By Tim Henderson
WWR Article Summary (tl;dr) In Chamblee, a city shared by professionals commuting to Atlanta and immigrants working locally, women make more than the typical Atlanta metro worker, but men make far less.
This Atlanta suburb is a lot like other metropolitan suburbs around the country. A manufacturing economy is giving way to new apartments and tech enterprises built around a quick commute to Atlanta.
And as in other communities, there’s a measurable pay gap between its working men and women. But there’s something different about Chamblee: Here it’s the women who earn the higher wages, typically $1.37 for every dollar brought home by a man.
That’s astonishing in a country where, nearly universally and in nearly all of the 2,700 locations reviewed by Stateline, men earn more than women. Nationally, the pay gap is wide: Women still earn less than 80 cents for every dollar men take home.
Of the 2,700 locations in the United States with more than 10,000 workers, Stateline found, there are just six municipalities and one county that flip the script in a statistically significant way.
A Stateline review of census data on earnings across the country found that women also make more in Lake Worth, Florida; the cities of Plainfield and Trenton in New Jersey; Inglewood, California; the village of Hempstead on Long Island, New York; and the Washington, D.C., suburb of Prince George’s County, Maryland.
Most are diverse suburbs in large metro areas.
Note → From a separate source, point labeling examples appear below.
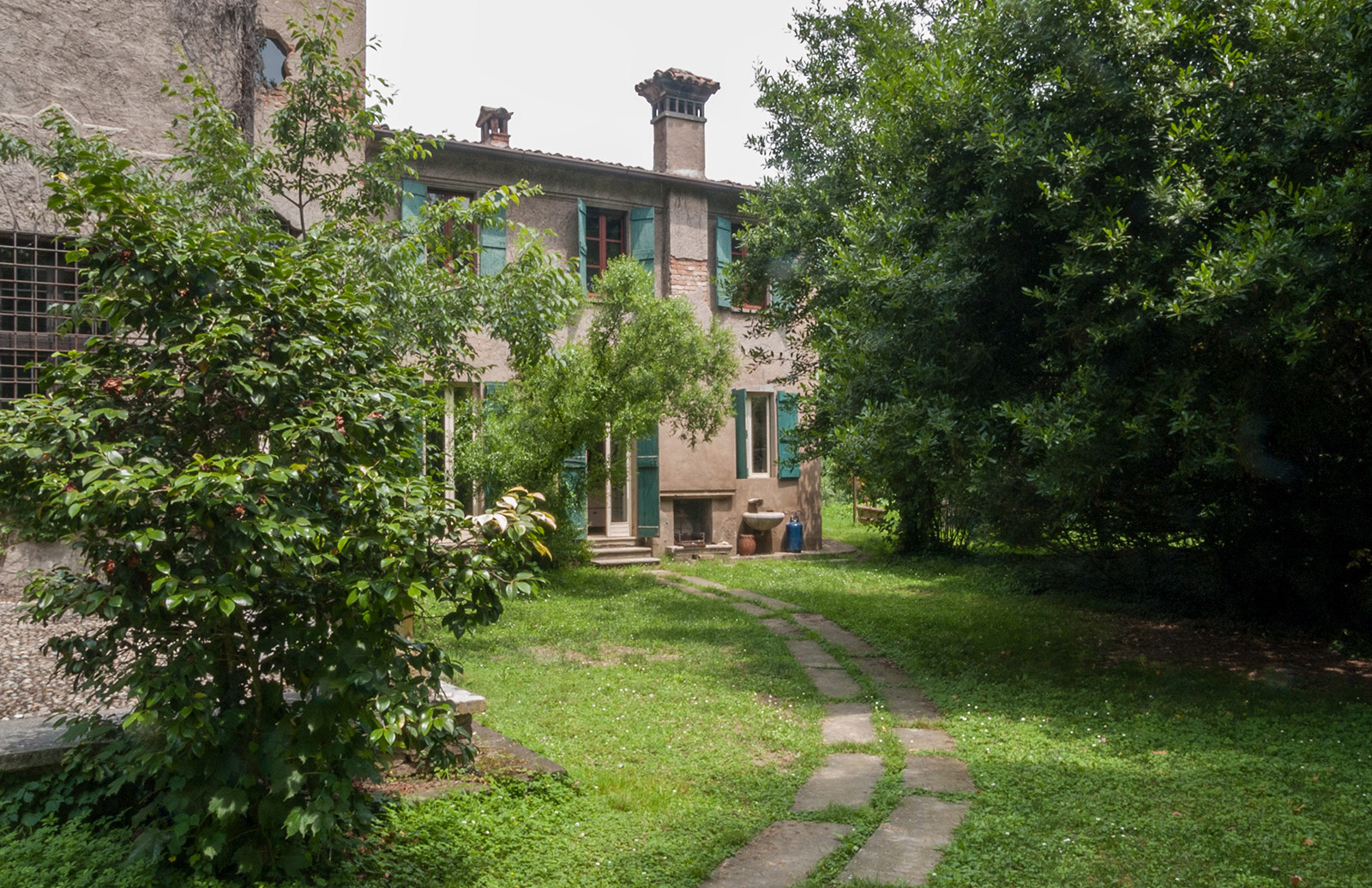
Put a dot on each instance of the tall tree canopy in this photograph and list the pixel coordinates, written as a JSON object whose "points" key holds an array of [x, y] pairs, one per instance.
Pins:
{"points": [[1088, 272], [235, 459]]}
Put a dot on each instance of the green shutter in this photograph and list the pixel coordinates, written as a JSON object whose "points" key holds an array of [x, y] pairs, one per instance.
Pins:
{"points": [[724, 255], [741, 430], [788, 460], [581, 240], [574, 491], [649, 519], [493, 247], [491, 407], [641, 236], [413, 195]]}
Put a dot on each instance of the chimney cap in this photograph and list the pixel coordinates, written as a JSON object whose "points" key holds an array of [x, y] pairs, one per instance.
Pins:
{"points": [[678, 84]]}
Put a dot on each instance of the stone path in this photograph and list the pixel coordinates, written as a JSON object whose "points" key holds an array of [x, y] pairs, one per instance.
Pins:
{"points": [[907, 846]]}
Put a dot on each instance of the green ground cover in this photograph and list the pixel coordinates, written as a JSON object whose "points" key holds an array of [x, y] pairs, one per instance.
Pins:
{"points": [[686, 728]]}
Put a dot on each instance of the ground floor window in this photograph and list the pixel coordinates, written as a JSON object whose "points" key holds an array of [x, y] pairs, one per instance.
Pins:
{"points": [[34, 279]]}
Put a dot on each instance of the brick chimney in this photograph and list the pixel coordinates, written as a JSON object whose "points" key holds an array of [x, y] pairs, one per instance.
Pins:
{"points": [[494, 125], [678, 99]]}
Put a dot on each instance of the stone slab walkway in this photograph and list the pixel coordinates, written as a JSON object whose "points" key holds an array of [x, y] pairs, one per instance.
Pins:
{"points": [[847, 778], [836, 635], [779, 855], [847, 723], [809, 654], [925, 741], [937, 773], [833, 682], [907, 846]]}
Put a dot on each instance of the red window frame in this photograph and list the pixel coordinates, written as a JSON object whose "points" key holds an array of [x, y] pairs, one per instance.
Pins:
{"points": [[599, 235]]}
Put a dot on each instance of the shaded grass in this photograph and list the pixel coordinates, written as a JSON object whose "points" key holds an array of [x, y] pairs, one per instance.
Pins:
{"points": [[1091, 773]]}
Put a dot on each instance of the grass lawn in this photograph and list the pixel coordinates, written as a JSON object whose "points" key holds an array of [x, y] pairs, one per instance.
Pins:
{"points": [[686, 728]]}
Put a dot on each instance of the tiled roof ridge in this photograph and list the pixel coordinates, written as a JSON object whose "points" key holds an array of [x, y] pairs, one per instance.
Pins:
{"points": [[562, 157]]}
All are majority-minority, and many have low-income neighborhoods as well as the economic benefits of proximity to vibrant cities.
The reasons for the pay differences are complex and uncertain: Pay may be relatively higher for young millennial women who have landed jobs in big cities and found affordable housing in commuter suburbs such as these. And the communities’ high numbers of single male laborers, many of whom are immigrants working without documentation, can also hold down male income, which makes female income relatively higher.